Pros: A true dungeon crawler, that gamers from the NES era will dig.
Cons: A slow pace and lack of story makes look weak in spite of "modern"
For gamers in Japan Druaga is synonymous with extremely long dungeon.
Of course Druaga doesn't mean dungeon in Japanese, but that's what
gamers expect after all of the Tower of Druaga games. Known for its
difficulty and endless mazes, the Tower of Druaga was a Japanese classic
that never made it stateside. Chunsoft's revision of the franchise as
seen in the Playstation 2 title The Nightmare of Druaga: Mysterious
Dungeon captures the spirit of the series and adds one to the number of
dimensions in the game.
Gamers looking for a deep story aren't going
to find on in the Nightmare of Druaga. You play as a prince on his quest
to save Kai, his princess. The princess was captured by the evil Druaga
and hidden within a giant labyrinth full of traps and monsters. Are you
going to have a party with the obligatory comic relief character helping
you out? Nope. Is there going to be some twist about the fate of the
universe? Not really. Does the main character suffer from some deep
psychological trauma? Guess again. All of those aspects that are common
place in what are known as "RPGs" today aren't in the Nightmare of
Druaga. It's a throwback to the days of good versus evil with a captured
girl somewhere in the middle.
Like the story the gameplay will be
defined as archaic by some and unique as others. The game places you in
control of Gill who you must navigate through a series of dungeons. In
each dungeon there is a key you must find. The key is required to open a
door so you can move to the next level. As you get deeper through the
game the key gets hidden further from the door and in better spots. You
do have a handy map that will give you an idea of the topography of the
stage. The map is also handy because it shows the location of the door,
too. One of the unique things about
the latest version of the Nightmare of Druaga is that you move on a grid
based dungeon. You can't move 360 degrees even though you're in total 3D.
Each time you make a step all of the other enemies can make a move too.
So the game plays kind of like a turn based action RPG. This unique
combination makes Namco's Nightmare of Druaga a unique mix of Diablo and
Battles become an interesting affair. You can give a
deft blow with your sword to deal melee damage. Every time you execute
an attack all enemies get a turn. They can either attack or physically
move away. Since all the other enemies get to move around you can find
yourself quickly surrounded by enemies. Besides your basic attack you
can use items like handy antidotes and potions. Recovery items are
extremely handy to carry around since ailments like poison can easily
kill you in four or five moves. You also have a supply of special
attacks that you can select from by tapping the right analog stick.

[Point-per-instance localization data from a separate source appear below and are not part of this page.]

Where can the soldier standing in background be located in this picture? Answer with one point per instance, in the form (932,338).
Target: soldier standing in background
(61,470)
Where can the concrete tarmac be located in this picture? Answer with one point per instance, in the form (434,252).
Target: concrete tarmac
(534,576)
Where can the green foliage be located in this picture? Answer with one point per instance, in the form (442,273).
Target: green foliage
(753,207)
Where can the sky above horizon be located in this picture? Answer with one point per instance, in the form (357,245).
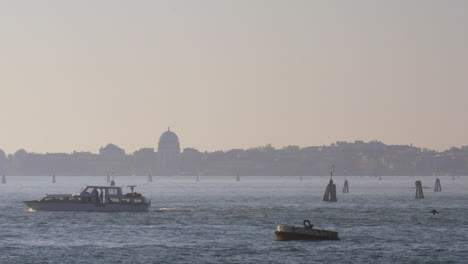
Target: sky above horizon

Special moves can give more damage, allow you to attack from afar or hit
enemies with status ailments. With all of these options and lots of area
to move around the battle system plays like a simplified strategy RPG.
Not unique to "Druaga", but an important part of dungeon crawling games
is finding treasure. You can find treasure through out the many treasure
chests scattered in the dungeon. There are also a number of invisible
chests that contain even better items. All together the items in the
game allow you to customize your characters armor, weapon, shield,
gauntlets and two sets of necklaces. A large portion of the game is
finding the rarest treasure and most useful items. Between obtaining
dropped treasure from monsters and scouring dungeons for chests there
are plenty of chances to get great goods.
Even though Nightmare of
Druaga sports polygon graphics they aren't the best around. You have
some nice looking frames of animation for Gil, but all the other
characters and monsters have simple animations. The never ending brick
wall background accurately represents a dungeon. Sure dungeons are
bland, but this is a game at least have some skeletons hanging from the
wall for scenery. The once nice graphical touch is that Gil has a radius
of light surrounding him. The reflective lighting effects and degrees of
different amount of light are all well done. Gil is followed not only by
his light, but by plenty of environmental sounds. Accompanying the subtle
sound effects is standard medieval fanfare.
As a package The Nightmare
of Druaga offers a spin on the RPG and action RPG genres. Druaga offers
plenty of monster slaying, treasure hunting and dungeon exploring. Gamers
who can put with some old school gameplay or looking for something both
challenging and different should give The Nightmare of Druaga a fair
Many of the important menus, status screens and the items are in
English. For the most part this make Druaga friendly to import. Although
many of the dungeons secrets are in Japanese, which will prevent gamers
from getting everything.
Namco has registered the trademark "Dungeon of Druaga: Mysterious
Dungeon" in the US so it seems like a release is inevitable even though
a release date hasn't been announced.
Even without a solid story, the Nightmare of Druaga is something that RPG
lovers and action RPG loves can enjoy.